Prevention of vascular injury by combination of an AT1 receptor blocker, olmesartan, with various calcium antagonists.
ABSTRACT A combination of different types of antihypertensive drugs is widely used for the treatment of hypertension. We examined the inhibitory effects of a combination of an AT(1) receptor blocker (ARB), olmesartan, with various calcium channel blockers (CCBs) on inflammatory vascular remodeling.
Inflammatory vascular remodeling was induced by polyethylene-cuff placement around the femoral artery of C57BL/6J mice at 10 weeks of age. Olmesartan (0.5 mg/kg/day) was administered intraperitoneally using an osmotic minipump. CCBs (nifedipine 1.0 mg/kg/day, amlodipine 0.1 mg/kg/day, azelnidipine 0.1 mg/kg/day), and hydrochlorothiazide (HCTZ 0.5 mg/kg/day) were administered orally.

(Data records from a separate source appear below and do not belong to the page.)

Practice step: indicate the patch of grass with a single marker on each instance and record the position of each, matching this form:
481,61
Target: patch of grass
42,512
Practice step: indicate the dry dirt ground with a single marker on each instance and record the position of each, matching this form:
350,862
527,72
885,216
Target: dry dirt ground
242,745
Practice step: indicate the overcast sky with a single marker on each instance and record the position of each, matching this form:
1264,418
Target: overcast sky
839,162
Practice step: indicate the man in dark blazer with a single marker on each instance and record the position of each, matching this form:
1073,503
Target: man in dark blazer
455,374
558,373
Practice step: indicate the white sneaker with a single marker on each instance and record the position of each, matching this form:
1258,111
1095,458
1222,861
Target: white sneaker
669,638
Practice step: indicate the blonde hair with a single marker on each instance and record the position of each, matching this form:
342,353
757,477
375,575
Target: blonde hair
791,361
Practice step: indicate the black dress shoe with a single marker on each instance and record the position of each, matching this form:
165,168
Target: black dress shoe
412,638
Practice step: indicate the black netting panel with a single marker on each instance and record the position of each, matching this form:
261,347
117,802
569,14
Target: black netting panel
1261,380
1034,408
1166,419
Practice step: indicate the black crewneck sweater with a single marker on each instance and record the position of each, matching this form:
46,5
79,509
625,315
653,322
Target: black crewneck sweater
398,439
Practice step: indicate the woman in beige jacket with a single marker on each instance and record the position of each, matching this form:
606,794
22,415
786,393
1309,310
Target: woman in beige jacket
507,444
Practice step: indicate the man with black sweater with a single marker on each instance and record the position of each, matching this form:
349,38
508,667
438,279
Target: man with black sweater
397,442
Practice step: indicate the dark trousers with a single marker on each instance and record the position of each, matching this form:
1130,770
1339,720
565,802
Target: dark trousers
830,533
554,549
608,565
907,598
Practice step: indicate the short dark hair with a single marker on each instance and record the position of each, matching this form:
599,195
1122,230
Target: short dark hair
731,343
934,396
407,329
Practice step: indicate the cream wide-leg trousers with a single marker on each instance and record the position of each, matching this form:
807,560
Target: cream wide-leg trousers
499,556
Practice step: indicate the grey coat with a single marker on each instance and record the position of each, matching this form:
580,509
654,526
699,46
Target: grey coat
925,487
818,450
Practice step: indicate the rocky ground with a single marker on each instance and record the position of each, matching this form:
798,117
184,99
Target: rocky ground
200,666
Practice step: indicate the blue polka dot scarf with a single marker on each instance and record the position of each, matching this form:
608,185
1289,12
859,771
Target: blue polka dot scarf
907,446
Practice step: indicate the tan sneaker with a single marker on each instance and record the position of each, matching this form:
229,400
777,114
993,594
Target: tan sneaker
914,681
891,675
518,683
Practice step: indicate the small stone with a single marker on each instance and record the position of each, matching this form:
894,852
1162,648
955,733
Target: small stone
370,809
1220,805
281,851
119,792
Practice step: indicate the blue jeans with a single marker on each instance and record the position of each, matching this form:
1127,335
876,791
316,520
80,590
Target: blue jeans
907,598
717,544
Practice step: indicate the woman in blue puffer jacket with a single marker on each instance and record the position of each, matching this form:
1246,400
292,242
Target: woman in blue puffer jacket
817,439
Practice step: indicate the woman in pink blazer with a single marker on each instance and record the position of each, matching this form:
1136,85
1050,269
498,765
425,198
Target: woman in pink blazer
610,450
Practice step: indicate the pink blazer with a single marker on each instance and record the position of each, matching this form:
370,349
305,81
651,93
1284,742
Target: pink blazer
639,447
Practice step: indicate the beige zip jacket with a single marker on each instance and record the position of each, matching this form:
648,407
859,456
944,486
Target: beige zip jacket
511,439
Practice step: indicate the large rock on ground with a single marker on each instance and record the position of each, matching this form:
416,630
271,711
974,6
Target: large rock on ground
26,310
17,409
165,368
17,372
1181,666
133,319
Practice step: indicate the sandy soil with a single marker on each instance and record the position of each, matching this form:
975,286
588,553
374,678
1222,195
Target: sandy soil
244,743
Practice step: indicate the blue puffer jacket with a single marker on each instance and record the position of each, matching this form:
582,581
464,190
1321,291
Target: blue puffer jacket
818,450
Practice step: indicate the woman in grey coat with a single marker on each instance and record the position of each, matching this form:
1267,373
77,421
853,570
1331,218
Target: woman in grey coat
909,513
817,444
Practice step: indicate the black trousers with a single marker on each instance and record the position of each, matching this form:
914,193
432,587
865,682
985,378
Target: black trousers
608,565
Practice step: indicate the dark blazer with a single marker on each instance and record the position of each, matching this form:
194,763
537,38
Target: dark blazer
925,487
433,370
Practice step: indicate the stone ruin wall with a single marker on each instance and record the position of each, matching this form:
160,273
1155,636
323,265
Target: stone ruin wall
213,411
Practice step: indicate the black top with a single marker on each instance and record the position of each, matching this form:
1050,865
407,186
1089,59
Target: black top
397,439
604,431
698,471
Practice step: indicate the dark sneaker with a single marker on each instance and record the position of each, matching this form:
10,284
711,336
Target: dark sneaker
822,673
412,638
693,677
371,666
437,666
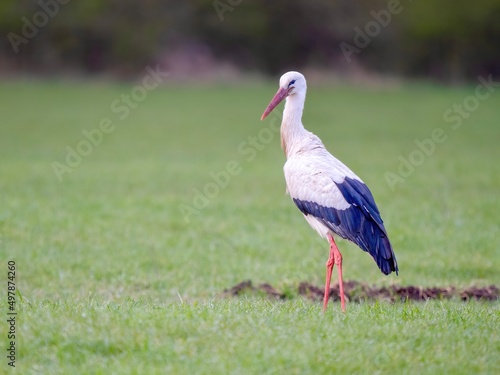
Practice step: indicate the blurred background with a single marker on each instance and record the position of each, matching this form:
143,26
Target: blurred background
451,41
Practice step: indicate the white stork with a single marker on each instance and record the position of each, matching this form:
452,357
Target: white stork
332,198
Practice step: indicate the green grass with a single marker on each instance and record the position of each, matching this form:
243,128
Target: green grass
114,279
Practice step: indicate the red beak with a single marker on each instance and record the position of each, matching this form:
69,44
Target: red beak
277,99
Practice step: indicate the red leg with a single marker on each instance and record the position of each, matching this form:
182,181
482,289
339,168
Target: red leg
329,269
335,258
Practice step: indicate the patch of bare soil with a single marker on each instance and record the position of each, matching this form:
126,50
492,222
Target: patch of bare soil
356,291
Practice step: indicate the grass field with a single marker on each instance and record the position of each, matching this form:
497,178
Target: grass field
122,253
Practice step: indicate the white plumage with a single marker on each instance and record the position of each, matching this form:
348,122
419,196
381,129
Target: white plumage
333,199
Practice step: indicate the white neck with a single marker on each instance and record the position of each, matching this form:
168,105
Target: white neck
292,129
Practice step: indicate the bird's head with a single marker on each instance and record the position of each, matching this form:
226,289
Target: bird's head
291,84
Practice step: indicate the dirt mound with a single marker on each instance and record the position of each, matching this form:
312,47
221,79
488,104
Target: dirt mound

In the injured artery, superoxide anion production and expression of nicotinamide adenine dinucleotide phosphate (NADPH) oxidase subunits p47(phox) and Rac-1 were markedly increased, together with expression of monocyte chemotactic protein-1 (MCP-1) and tumor necrosis factor (TNF)-alpha. Administration of a single drug alone at each concentration did not significantly inhibit these changes in the injured artery. However, a combination of olmesartan with various CCBs inhibited neointimal formation as well as oxidative stress and inflammatory markers in the injured artery. Moreover, among these CCBs, inhibition of these markers by olmesartan with azelnidipine was stronger than that caused by a combination with other CCBs. On the other hand, a combination of subeffective doses of olmesartan and HCTZ did not significantly affect vascular changes after cuff placement.
These results suggest that the combination of ARB with CCB synergistically inhibits vascular remodeling and that the inhibitory actions of ARB on vascular remodeling may vary depending on the combined CCB.